Our value proposition isn’t just about UX; we are not a design agency or a web development house. We add value by alloying our user-centric research and design skills with deep technical expertise in Oracle’s Cloud products, helping our clients get the very most out of Oracle’s software and solving challenges for their users where necessary. Redwood empowers us to do exactly that at a scale and pace previously impossible – through the design and development accelerators it offers, we can focus more time on understanding users and iterating faster towards the ideal solution, and even bring user-centric techniques to bear in projects with tighter budgets or timelines than would previously be possible.
As I was studying for the Redwood implementer certification, I ran a little test in our internal environment to see how long it would take me to develop a Redwood Figma design – I found that for a simple use case, I was actually able to develop the real thing in less time than it took me to create the interactive wireframe.
As if that wasn’t enough, we can now achieve all this with a recognisably “Oracle” user experience – one which is seamless both across the Fusion stack, and the extensions and apps we create for clients.
How do I get Redwood in front of my users?
Ultimately, it depends on which Oracle SaaS product (or products) you are using. Boxfusion have already helped customers on Fusion Sales reap the benefits of Redwood with improved process times, and have begun helping Fusion Service and HR customers at the time of writing.

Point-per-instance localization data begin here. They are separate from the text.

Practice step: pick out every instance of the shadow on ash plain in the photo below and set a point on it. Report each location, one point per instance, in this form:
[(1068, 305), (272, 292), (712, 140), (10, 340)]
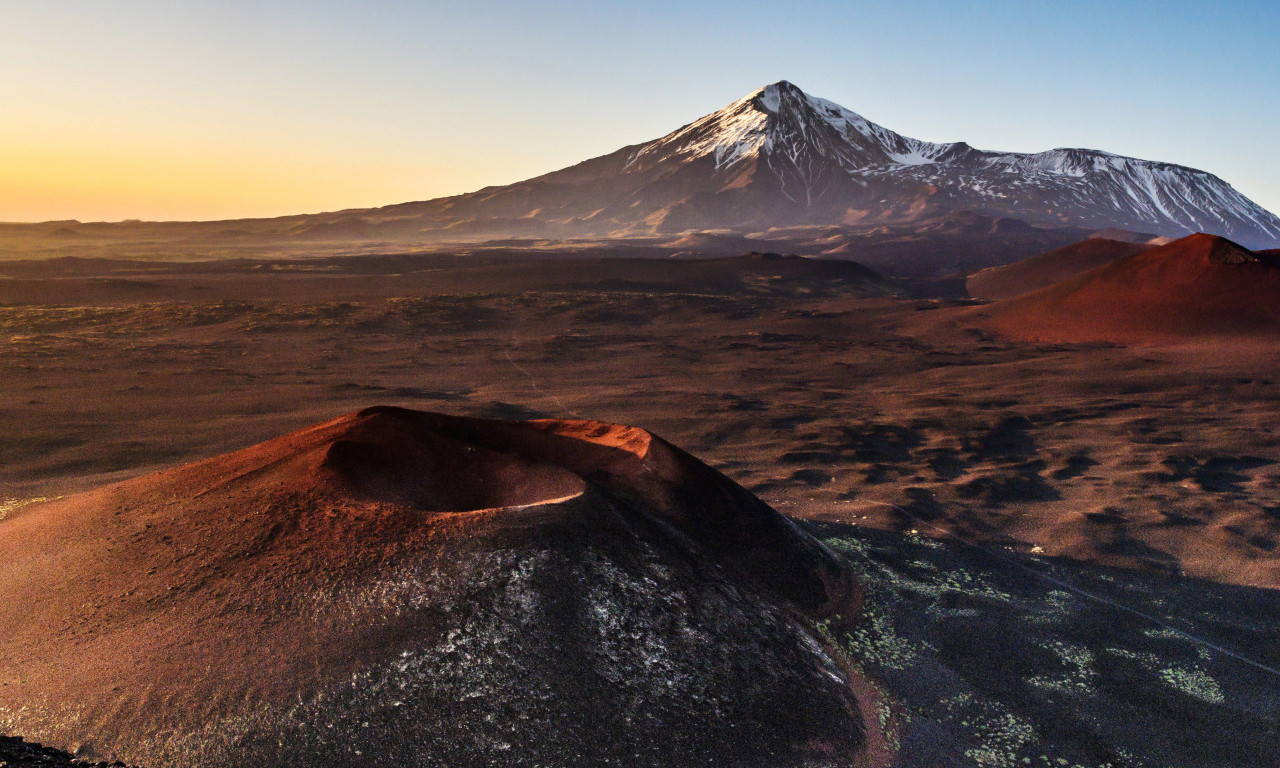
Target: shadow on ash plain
[(992, 659)]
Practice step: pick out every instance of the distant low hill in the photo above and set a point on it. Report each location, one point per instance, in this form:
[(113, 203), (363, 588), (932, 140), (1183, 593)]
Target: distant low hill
[(1194, 287), (1054, 266)]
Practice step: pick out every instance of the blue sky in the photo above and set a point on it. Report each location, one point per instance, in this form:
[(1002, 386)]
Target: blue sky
[(196, 110)]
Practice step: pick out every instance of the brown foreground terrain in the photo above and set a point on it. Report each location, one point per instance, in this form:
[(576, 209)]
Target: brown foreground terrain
[(1070, 551)]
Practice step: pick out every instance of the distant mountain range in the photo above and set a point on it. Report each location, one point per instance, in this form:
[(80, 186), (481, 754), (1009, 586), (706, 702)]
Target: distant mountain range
[(780, 164), (781, 158)]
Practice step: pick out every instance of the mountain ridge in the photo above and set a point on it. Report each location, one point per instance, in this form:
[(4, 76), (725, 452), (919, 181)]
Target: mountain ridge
[(780, 158)]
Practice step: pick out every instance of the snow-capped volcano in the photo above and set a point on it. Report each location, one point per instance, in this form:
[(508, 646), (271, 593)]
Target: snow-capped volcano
[(814, 151), (781, 158)]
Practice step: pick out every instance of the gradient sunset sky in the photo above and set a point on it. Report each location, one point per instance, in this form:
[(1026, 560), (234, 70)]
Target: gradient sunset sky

While there are some technical steps to take for existing customers, this is nowhere near a full “migration” in nature – however, while it may be easy to switch Redwood on, we’d encourage customers to take this opportunity to pause and look at their processes through a user-centric lens. Whether your focus is on time-per-task, data quality or even adoption rates, taking the time to review your processes with an eye on user experience can pay dividends.